Agora que dissecamos o «background» do álbum, vale a pena desconstruí-lo, faixa a faixa.
A primeira canção é, então, a já referida «Do It Again». Elétrica, contagiante, assim a podemos descrever. Cumpre o seu propósito principal, pois faz jus ao portefólio inicial da banda. Duvido que haja um ouvinte que, ao ouvir a canção, não idealize um dia de calor num verão eterno, que dá vida às raparigas bonitas, cujas curvas são reflexo da guitarra elétrica que recorta os dois minutos e vinte segundos que constroem a faixa.
«I Can Hear Music» é a canção que se segue. É uma balada de amor adolescente, revestida por uma lírica explícita, que revela que o autor «ouve música» de tão forte que é o amor que o mesmo sente pela sua amante. Já todos tivemos nessa situação. Musicalmente em si, cumpre referir o coro e as harmonias vocais que sustentam a mesma canção. Para além do mais, vê-se ainda necessário referir que se trata de uma criação da banda The Ronettes; foi ideia de Carl Wilson interpretar a canção.
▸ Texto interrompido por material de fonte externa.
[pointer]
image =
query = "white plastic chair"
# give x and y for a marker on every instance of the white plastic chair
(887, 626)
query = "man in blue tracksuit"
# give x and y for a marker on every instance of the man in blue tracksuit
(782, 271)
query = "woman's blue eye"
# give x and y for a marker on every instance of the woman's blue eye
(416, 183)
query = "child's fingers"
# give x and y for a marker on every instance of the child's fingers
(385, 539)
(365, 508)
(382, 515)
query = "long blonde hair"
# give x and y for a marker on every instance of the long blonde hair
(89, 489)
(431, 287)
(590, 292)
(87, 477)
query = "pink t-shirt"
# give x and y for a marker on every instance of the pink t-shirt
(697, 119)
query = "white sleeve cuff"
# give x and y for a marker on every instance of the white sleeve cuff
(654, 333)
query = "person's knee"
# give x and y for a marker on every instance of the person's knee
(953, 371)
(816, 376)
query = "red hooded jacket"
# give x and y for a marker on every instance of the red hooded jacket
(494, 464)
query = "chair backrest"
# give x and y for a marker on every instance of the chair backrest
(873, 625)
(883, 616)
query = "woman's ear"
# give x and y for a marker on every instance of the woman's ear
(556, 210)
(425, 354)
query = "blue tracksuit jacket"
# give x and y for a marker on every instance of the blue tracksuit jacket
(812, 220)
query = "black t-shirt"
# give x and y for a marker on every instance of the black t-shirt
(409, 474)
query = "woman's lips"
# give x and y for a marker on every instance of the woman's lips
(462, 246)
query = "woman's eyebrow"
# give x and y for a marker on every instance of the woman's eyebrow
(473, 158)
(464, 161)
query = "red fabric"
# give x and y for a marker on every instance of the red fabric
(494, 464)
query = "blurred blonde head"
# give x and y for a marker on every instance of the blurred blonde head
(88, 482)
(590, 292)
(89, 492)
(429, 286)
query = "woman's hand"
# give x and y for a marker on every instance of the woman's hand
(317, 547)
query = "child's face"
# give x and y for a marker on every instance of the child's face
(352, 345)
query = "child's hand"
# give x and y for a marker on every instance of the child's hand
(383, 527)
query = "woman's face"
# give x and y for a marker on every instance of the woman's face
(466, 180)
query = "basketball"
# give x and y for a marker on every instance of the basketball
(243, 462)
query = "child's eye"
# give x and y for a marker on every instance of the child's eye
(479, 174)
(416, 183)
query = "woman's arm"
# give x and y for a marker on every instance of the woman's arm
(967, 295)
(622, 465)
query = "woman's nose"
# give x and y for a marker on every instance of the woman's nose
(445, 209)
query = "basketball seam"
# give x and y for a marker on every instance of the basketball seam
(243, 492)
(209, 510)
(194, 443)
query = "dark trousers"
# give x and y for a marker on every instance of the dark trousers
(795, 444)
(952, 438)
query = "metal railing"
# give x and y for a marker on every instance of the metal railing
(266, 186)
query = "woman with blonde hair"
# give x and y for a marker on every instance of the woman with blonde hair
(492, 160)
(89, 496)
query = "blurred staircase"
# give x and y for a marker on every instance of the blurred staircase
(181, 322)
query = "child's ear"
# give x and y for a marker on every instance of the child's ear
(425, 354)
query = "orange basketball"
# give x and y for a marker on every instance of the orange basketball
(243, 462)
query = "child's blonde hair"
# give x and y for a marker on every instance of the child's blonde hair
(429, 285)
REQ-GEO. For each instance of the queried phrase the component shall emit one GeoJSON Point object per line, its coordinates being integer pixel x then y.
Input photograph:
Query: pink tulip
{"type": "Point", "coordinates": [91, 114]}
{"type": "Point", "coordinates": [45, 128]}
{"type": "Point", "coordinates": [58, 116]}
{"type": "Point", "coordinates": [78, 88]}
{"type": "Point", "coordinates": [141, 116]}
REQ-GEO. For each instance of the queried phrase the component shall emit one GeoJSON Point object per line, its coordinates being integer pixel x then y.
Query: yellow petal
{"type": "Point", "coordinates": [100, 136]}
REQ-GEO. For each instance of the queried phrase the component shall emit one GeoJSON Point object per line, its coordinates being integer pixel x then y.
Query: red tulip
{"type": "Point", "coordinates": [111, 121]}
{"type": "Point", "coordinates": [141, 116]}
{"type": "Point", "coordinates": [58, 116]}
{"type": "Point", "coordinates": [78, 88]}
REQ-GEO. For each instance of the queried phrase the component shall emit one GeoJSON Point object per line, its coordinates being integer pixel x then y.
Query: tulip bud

«Blue Birds Over The Mountain» é a faixa número três do álbum. Não é, porém, também um original da banda, visto ser da autoria de Ersel Hickey. A mesma situação se passará a com a faixa número 8: «Time To Get Alone», que, quando surge, não havia sido pensada para ser interpretada pelos Beach Boys, mas sim pelo grupo Redwood – depois Three Dog Night – (que por volta de 1967 ia contando com a ajuda de Brian Wilson).
Cumpre referir os trombones em «Be With Me». A profundidade, e consequente sentimento, da canção deve-se, em muito, à utilização não só do instrumento referido, como também de outros instrumentos de sopro.
Seguem-se as faixas «All I Want To Do» e «The Nearest Faraway Place». A primeira pode ser entendida como um regresso a um rock n’roll do passado; as guitarras e a bateria dominam esta faixa. Já a segunda deve ser vista como um «interlúdio», que é alicerçado por notas de piano, leves e sensíveis. Da mesma forma que, em Pet Sounds (1966), associamos a «Let’s Go Away For Awhile» a uma atmosfera idílica e livre, também podemos fazer o mesmo com «The Nearest Faraway Place», que acaba por constituir um dos momentos mais bonitos (e, talvez, mais originais) do projeto. Importante será referir que se trata de uma criação de Bruce Johnston, ajudado, na parte dos arranjos de cordas, por Van McCoy.
A faixa número oito surge após Brian Wilson ter «seguido», mais uma vez, uma sugestão de Al Jardine – que, sensivelmente três anos antes, havia sido fundamental para o surgimento de “Sloop John B”. Assim, Brian, numa das suas ofertas ao projeto, decide produzir uma versão «sua» de «Cotton Fields», originalmente da autoria de Huddie Ledbetter.
Ao chegar à análise da décima faixa, convém relembrar a proximidade que Charles Manson manteve no final da década de 60 com os Beach Boys, por influência de Dennis Wilson. Charles Manson foi o fundador e o líder de um grupo de culto que no final dos anos sessenta cometeu vários assassinatos, sendo o mais «conhecido» o que vitimou a atriz Sharon Tate, então mulher de Roman Polanski.
Dennis e Charles, ainda que por um breve período, travaram uma amizade em muito inspirada pela criação musical. Os dois chegaram a escrever juntos e a criar e a compor juntos. Desse trabalho «conjunto» surge a música «Cease To Exit», assinada por Charles Manson. Dennis, baseado na criação de Charles, alterou o título da canção para «Never Learn Not To Love», para depois incluí-la na posição número 10 de 20/20. Contudo, a sua relação de amizade com Charles Manson havia chegado ao fim nesse momento, sendo agora pública a «ira» de Manson por não ter sido devidamente creditado pelos Beach Boys.
As duas últimas produções do LP são conhecidas já de tempos passados. Tanto «Our Prayer» como «Cabinessence» figuram no álbum inacabado que a banda, mais uma vez sob o cunho pessoal de Brian Wilson, planeara lançar em 1967. Mas comentamos as tragédias noutra altura. Hoje, sabe-se que Brian Wilson, por ainda estar, talvez, ressentido com o falhanço de Smile, recusou a integração dos dois temas referidos em 20/20.